The tracking principles, however, are the same as for any other compound in your protocol: log each dose accurately so you and your provider have clear data.
Frequently asked questions
- Is NAD+ a peptide?
- No. NAD+ (nicotinamide adenine dinucleotide) is a cofactor — a small molecule that supports enzyme function in cells. It commonly gets bundled into peptide stack conversations because it's frequently injected alongside peptides in longevity-focused protocols, but pharmacologically it's a different category.
- How do you take NAD+ — oral or injection?
- Both are used. Oral precursors (NMN, NR) are daily capsules — cheaper and easier but require cellular conversion to NAD+. SubQ NAD+ injection delivers NAD+ directly but is more invasive and typically causes a burning sensation at the injection site. Whether the injection produces meaningfully different outcomes than oral precursors is not well established. Choice is typically based on cost, convenience, and provider recommendation.
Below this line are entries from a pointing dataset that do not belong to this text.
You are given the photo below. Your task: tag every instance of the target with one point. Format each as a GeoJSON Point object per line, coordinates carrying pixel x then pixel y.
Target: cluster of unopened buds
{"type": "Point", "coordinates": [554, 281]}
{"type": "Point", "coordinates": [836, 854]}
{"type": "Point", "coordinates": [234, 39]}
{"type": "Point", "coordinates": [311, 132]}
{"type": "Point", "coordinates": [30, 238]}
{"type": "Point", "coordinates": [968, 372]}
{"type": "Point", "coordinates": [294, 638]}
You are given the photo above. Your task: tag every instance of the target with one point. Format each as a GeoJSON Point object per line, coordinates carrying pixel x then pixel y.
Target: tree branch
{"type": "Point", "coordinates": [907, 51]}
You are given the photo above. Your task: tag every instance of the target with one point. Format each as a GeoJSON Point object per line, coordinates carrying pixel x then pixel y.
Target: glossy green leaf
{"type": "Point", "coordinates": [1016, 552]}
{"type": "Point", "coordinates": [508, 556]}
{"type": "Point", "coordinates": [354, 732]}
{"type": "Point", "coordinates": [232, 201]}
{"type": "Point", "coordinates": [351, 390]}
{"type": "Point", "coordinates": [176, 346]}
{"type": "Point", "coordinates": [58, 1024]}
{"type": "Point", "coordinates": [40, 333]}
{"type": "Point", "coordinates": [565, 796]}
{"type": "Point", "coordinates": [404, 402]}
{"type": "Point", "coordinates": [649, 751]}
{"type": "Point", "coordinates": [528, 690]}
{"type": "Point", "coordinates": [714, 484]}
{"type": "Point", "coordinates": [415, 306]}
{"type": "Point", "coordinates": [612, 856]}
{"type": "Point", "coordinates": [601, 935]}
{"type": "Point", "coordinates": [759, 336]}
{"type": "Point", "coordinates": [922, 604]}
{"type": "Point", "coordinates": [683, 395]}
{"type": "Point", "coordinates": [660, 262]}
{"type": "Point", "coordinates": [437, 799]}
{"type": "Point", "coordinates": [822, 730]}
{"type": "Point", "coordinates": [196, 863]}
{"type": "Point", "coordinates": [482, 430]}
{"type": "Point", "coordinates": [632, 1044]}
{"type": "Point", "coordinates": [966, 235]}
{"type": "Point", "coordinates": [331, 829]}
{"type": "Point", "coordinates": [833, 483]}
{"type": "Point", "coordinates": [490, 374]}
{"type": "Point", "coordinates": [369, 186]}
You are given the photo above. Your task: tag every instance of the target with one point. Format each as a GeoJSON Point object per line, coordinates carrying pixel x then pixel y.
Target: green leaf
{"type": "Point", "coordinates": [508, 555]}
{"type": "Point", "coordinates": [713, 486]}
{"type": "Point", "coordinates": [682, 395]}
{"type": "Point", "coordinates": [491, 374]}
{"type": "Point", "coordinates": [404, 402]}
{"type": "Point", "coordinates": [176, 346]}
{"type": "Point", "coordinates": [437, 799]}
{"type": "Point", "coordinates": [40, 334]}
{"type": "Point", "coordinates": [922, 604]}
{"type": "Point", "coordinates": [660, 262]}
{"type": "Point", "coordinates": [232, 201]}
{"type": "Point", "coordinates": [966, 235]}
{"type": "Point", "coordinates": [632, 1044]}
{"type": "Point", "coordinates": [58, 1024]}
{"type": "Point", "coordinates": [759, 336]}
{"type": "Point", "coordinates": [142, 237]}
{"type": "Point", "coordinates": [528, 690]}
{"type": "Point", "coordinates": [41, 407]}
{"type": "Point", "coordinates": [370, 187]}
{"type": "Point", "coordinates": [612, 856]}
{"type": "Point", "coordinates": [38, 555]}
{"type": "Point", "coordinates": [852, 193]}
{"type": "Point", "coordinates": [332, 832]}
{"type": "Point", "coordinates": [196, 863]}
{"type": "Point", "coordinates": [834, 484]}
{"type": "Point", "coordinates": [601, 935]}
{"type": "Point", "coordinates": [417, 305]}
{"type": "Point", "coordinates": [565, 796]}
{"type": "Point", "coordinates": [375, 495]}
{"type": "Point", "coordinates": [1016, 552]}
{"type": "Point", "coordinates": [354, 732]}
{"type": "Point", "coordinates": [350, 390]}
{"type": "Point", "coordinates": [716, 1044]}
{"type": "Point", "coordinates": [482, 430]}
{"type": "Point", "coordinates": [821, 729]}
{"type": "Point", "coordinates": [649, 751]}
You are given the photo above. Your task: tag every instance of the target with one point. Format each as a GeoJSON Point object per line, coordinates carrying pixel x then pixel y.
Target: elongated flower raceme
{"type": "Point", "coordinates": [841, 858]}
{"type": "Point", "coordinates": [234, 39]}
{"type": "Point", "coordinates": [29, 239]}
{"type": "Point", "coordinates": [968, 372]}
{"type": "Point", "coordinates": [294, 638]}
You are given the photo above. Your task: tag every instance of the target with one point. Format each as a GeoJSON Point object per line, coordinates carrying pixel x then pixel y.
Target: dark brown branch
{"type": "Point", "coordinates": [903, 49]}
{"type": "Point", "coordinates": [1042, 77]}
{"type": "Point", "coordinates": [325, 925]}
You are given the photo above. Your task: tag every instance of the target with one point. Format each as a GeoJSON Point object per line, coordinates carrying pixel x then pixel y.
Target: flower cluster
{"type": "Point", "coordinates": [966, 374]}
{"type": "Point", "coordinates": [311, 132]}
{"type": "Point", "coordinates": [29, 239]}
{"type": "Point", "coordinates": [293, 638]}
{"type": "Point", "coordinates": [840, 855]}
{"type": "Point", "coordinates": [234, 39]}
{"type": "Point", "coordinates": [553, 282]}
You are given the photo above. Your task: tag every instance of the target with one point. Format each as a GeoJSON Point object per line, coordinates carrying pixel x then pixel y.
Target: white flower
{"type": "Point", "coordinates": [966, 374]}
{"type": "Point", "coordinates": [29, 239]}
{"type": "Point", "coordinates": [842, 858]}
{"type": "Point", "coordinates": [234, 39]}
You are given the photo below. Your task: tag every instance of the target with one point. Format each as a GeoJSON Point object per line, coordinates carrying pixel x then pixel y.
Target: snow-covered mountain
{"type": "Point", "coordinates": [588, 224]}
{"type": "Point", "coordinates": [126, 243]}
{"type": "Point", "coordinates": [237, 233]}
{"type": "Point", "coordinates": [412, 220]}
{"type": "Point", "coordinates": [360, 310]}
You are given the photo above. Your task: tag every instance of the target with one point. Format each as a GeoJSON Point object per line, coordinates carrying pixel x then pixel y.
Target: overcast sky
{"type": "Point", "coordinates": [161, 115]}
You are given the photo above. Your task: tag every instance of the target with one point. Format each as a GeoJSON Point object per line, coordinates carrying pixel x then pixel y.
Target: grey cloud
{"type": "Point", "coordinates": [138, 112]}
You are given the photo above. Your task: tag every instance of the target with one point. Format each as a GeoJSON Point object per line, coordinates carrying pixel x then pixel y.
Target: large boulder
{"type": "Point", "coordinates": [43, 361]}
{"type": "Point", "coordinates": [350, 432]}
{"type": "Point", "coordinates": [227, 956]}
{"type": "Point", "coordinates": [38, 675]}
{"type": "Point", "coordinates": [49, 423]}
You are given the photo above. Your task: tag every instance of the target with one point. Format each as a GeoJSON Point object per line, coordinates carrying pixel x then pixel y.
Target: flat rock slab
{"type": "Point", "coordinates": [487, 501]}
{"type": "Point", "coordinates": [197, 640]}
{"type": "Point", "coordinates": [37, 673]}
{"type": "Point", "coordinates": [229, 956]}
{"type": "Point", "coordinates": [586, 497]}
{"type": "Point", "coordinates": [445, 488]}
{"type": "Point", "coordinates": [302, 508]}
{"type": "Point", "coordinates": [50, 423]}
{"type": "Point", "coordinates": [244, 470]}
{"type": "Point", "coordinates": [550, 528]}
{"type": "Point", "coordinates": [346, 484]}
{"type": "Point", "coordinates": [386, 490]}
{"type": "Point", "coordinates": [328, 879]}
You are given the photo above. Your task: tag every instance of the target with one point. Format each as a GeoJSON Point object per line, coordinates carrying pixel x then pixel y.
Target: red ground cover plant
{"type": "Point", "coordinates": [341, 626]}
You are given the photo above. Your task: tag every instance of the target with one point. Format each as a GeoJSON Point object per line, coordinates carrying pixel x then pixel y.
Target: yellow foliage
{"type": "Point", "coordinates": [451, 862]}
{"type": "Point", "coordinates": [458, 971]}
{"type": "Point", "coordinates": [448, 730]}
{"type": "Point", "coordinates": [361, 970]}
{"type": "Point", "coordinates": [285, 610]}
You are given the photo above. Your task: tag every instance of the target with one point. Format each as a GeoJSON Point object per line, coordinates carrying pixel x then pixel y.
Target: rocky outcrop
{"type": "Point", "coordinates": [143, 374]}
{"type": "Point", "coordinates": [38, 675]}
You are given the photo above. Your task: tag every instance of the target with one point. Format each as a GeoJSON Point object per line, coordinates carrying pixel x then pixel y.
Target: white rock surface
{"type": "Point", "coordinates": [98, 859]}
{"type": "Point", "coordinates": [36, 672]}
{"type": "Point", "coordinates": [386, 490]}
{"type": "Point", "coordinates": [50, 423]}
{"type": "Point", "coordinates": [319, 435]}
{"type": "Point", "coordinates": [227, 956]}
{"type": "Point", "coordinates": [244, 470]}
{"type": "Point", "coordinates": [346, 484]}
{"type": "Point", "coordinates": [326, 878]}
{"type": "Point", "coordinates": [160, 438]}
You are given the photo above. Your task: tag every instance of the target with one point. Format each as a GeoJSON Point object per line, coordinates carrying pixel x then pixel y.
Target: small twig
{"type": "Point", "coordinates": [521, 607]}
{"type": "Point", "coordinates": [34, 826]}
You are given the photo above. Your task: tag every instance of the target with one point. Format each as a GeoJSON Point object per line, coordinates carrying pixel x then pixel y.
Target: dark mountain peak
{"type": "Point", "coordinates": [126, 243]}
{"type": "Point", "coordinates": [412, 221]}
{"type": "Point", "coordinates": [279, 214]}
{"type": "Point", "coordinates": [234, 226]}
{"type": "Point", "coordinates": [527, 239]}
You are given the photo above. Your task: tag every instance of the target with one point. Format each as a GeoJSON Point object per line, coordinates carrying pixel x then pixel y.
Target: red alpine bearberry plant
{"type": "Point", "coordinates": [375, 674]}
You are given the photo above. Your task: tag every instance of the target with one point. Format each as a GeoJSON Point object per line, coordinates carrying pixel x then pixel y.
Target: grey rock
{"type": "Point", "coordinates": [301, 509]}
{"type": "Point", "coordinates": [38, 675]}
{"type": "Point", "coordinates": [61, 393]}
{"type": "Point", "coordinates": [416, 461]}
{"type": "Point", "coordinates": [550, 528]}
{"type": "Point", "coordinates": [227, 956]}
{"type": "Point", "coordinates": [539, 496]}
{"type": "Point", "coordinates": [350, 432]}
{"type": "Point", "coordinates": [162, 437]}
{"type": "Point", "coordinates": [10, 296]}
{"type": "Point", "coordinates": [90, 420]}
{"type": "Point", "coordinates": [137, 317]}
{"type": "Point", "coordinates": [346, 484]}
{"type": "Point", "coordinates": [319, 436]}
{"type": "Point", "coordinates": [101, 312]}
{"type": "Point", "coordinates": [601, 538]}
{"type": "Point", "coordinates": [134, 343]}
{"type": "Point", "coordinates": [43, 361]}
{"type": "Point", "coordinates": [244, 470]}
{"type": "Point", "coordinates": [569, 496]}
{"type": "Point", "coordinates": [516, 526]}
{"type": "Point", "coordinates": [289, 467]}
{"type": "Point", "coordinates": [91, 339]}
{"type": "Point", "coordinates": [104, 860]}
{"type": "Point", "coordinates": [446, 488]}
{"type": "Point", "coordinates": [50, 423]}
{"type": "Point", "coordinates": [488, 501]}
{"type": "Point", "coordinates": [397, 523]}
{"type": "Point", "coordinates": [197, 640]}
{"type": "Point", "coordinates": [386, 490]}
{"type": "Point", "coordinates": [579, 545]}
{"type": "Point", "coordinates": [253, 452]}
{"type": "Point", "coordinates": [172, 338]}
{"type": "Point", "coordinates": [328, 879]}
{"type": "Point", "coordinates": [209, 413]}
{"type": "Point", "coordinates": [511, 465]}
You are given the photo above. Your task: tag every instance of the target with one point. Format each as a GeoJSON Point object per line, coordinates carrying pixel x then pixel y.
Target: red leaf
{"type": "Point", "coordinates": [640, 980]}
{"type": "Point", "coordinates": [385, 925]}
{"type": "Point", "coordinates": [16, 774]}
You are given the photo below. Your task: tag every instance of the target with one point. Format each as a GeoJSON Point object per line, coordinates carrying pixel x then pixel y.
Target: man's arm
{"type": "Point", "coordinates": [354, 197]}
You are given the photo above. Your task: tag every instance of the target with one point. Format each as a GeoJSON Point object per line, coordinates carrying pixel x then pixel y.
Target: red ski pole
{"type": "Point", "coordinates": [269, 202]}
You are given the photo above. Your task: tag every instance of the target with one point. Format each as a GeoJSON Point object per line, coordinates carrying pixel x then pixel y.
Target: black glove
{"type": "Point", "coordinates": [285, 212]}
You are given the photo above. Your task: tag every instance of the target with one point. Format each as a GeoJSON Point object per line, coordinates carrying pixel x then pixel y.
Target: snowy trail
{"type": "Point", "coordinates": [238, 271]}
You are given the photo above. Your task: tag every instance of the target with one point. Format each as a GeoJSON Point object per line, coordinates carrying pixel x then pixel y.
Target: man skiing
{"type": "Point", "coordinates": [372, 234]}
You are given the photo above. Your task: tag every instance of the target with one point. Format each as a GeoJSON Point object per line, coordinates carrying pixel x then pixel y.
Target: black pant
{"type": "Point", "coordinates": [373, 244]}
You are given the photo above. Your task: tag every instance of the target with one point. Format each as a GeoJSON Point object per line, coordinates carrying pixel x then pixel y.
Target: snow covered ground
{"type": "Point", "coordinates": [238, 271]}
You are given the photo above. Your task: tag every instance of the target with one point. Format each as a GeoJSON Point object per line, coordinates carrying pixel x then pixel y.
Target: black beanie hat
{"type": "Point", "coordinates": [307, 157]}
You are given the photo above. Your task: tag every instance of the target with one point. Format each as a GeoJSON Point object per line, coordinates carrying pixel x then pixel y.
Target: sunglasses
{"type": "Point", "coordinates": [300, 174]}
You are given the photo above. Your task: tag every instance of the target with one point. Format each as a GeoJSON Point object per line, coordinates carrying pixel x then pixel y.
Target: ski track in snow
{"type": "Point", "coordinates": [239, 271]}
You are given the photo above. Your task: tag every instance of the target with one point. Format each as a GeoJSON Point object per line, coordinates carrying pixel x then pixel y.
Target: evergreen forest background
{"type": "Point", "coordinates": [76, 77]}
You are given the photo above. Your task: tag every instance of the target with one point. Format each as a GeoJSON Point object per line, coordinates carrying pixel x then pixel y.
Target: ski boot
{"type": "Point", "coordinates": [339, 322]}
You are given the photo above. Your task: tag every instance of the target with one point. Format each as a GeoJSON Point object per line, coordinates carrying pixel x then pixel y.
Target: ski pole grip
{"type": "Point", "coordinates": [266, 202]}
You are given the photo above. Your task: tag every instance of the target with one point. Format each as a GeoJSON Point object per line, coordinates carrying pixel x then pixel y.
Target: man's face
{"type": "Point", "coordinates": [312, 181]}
- Does NAD+ injection burn?
- Yes — burning or intense sensation at the injection site is a well-known property of SubQ and IV NAD+. It is not a sign of contamination or improper technique. Slow injection over several minutes reduces the burning. Some users dilute the dose with additional bacteriostatic water to spread the volume across more tissue, which can also reduce intensity.
- Can I stack NAD+ with peptides?
- No documented direct interactions with common stacked peptides (BPC-157, CJC/Ipamorelin, GLP-1 agonists). Practical timing applies — fasted-state CJC/Ipa is typically injected before NAD+ if both are given in the morning. Tracking complexity increases with each added compound; daily NAD+ + daily peptides + weekly GLP-1 is a complex multi-cadence protocol.
- How much NAD+ do you inject?
- Practitioner protocols vary; common ranges are 100–300 mg/day during a loading phase (1–2 weeks), then 50–100 mg several times per week for maintenance. There is no standardized dose — your prescribing provider determines the right protocol for your case. NAD+ injection should not be self-prescribed without provider oversight.
Sources
- Yoshino J, Baur JA, Imai SI. NAD+ Intermediates: The Biology and Therapeutic Potential of NMN and NR. Cell Metab. 2018;27(3):513-528.
- Rajman L, Chwalek K, Sinclair DA. Therapeutic Potential of NAD-Boosting Molecules: The In Vivo Evidence. Cell Metab. 2018;27(3):529-547.
- Verdin E. NAD+ in aging, metabolism, and neurodegeneration. Science. 2015;350(6265):1208-1213.